Les acteurs de ce secteur se sont de nouveau retrouvés à Douala, pour partager leurs expériences et faire un plaidoyer auprès des institutions publiques nationales et régionales, pour que les financements tant sollicités soient effectifs, afin de permettre une production de l’agroécologie à grande échelle. Ce qui justifie la tenue de cette table ronde sur l’agroécologie et les systèmes alimentaires en Afrique Centrale, les 7 et 8 novembre 2025, dans la cité économique du Cameroun.
En Afrique, chaque pays a une réalité sur son modèle d’agriculture. Il a été question une fois de plus de partager des expériences porteuses et d’adopter la technique la moins polluante et moins coûteuse dans l’agriculture. Placée sous le thème : « Agroécologie et systèmes alimentaires durables en Afrique centrale », la rencontre de Douala vise à influencer et faire agir les décideurs politiques, pour la prise en compte de l’Agroécologie dans les politiques publiques nationales et régionales.
Pour rappel, l’activité intervient après la réalisation de l’étude sur la prise en compte de l’Agroécologie par les politiques publiques en Afrique centrale, les formations des leaders paysans sur l’agroécologie et les techniques de plaidoyer et de lobbying, ou encore, la tenue d’une rencontre Op-Rechercche. Y ont pris part, les organisations professionnelles, les institutions de recherche, les ministères sectoriels et les communautés économiques régionales.
Il faut relever que cette activité vient compléter les actions de plaidoyer menées par les membres de la PROPAC (Plateforme Régionales des Organisations Paysannes d’Afrique Centrale), au cours de la représentation des organisations professionnelles (Op), aux rencontres régionales et internationales organisées par la Propac, et les partenaires durant la période du projet. Étalée sur deux (2) jours, la journée du vendredi 7 novembre 2025, a été consacrée d’abord à la présentation de « l’agroécologie dans la stratégie de la PROPAC », puis en seconde partie, il y’a eu le partage d’expériences entre les partenaires, sur l’aperçu des stratégies nationales et régionales, en matière d’agro-écologie par les partenaires:CEMAC Prasac, Minader, Iras etc….

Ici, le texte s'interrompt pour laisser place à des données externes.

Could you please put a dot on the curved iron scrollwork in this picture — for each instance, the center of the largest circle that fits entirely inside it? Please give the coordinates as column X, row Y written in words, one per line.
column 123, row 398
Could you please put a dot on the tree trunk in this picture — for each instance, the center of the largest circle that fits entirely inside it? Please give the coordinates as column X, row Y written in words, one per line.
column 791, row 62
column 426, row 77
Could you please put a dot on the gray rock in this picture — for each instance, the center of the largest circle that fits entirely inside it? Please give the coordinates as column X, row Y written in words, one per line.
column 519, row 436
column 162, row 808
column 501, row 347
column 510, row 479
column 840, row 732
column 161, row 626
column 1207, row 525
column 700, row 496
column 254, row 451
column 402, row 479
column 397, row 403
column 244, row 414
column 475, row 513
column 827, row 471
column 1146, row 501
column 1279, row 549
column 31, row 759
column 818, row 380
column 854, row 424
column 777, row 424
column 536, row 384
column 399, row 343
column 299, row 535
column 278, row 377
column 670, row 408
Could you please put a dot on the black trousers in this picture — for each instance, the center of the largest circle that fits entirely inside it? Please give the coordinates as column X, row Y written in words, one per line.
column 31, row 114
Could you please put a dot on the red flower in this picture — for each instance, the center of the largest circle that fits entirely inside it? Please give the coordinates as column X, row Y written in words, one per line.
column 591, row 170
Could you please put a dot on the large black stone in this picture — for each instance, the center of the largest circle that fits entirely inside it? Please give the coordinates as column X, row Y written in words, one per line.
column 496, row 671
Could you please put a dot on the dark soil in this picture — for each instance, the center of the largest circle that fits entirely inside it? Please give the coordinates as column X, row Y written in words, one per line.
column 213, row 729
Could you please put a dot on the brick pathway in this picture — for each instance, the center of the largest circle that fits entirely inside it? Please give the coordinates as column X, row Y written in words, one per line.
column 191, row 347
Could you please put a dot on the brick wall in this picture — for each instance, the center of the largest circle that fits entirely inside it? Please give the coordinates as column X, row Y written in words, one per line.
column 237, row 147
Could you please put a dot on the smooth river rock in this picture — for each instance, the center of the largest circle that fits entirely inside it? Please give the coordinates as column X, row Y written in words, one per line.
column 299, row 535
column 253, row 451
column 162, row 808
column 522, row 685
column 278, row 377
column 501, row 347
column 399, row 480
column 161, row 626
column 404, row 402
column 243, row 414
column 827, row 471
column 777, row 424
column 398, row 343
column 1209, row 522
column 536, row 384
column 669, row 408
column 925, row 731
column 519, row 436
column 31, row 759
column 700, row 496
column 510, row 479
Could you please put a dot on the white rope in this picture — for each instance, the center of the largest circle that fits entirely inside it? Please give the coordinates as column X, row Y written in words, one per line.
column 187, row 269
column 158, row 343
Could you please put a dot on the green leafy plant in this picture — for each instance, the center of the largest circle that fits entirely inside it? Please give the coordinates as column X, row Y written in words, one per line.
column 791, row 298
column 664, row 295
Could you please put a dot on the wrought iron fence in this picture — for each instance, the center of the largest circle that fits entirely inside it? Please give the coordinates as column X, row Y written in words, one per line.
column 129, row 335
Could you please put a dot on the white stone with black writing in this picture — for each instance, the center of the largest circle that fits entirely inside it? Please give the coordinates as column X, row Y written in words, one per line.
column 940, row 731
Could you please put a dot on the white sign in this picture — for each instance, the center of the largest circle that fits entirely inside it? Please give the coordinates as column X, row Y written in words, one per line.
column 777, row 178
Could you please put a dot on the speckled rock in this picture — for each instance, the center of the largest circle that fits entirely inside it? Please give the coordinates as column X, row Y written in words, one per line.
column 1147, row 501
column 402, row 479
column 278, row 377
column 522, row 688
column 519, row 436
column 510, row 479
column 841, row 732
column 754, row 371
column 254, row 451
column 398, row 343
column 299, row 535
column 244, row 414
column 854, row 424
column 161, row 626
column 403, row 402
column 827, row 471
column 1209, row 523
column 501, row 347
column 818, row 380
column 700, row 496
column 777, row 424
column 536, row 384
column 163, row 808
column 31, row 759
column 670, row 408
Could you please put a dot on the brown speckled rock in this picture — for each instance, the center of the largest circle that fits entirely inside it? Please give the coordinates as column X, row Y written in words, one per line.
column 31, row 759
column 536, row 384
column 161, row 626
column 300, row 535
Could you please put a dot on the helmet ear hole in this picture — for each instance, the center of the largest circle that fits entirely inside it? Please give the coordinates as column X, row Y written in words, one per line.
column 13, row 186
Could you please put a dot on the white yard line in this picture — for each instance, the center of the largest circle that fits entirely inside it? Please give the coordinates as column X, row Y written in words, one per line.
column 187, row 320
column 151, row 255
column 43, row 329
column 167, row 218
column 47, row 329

Pour Elisabeth Atangana, présidente du CNOP CAM, « l’objectif est d’éviter la destruction de l’environnement, mais également d’apporter les aliments saints aux populations. L’agroécologie est un moyen de réduction des coups de production par rapport aux populations locales, pour qu’elles se nourrissent de manière saine et produisent mieux sans détruire l’environnement. Et ceci fait appel à toutes les organisations paysannes. Mais également, les pouvoirs publics, la recherche et les partenaires au développement, pour qu’ensemble nous puissions arriver à la transmission agroécologique, mais aussi contribuer à l’import-substitution, parce qu’il faut produire plus, il faut produire mieux, mais en dépensant moins. Nous pouvons le faire en utilisant et en valorisant les ressources naturelles », a-t-elle indiqué.
Perspectives
Kolyang Palebele, président sous-régional de la PROPAC évoque les challenges qui attendent l’institution. La PROPAC entend faire: la promotion de l’agroécologie et la contribution à sa prise en compte dans l’élaboration des politiques publiques, l’élaboration d’un cadre conceptuel commun de l’agroécologie, la sensibilisation et l’éducation, la formation et l’information des acteurs, la capitalisation des expériences et le partage des connaissances, le lobbying et le plaidoyer politique en faveur de la prise en compte de l’agroécologie, et l’utilisation des médias et communication.
Afin de renforcer cette politique, la PROPAC dispose des centres de formation agroécologiques au sein de ses membres, qui assurent la formation, l’accompagnement des femmes et des jeunes
entrepreneurs agricoles à l’adoption et la mise à l’échelle des pratiques agroécologiques, et la participation aux consortiums. La finalité est que les États prennent en compte cette résurgence de l’agriculture durable et que les producteurs bénéficient des financements. Deux objectifs capitaux qui obligent tous les acteurs à accélérer le processus de financement qui tarde à venir.
La CNOP CAF était représentée par son Président Mr OUSMAN SHEHOU et son Chargé de Programme HAMADOU DAMALA dans cette circonstance.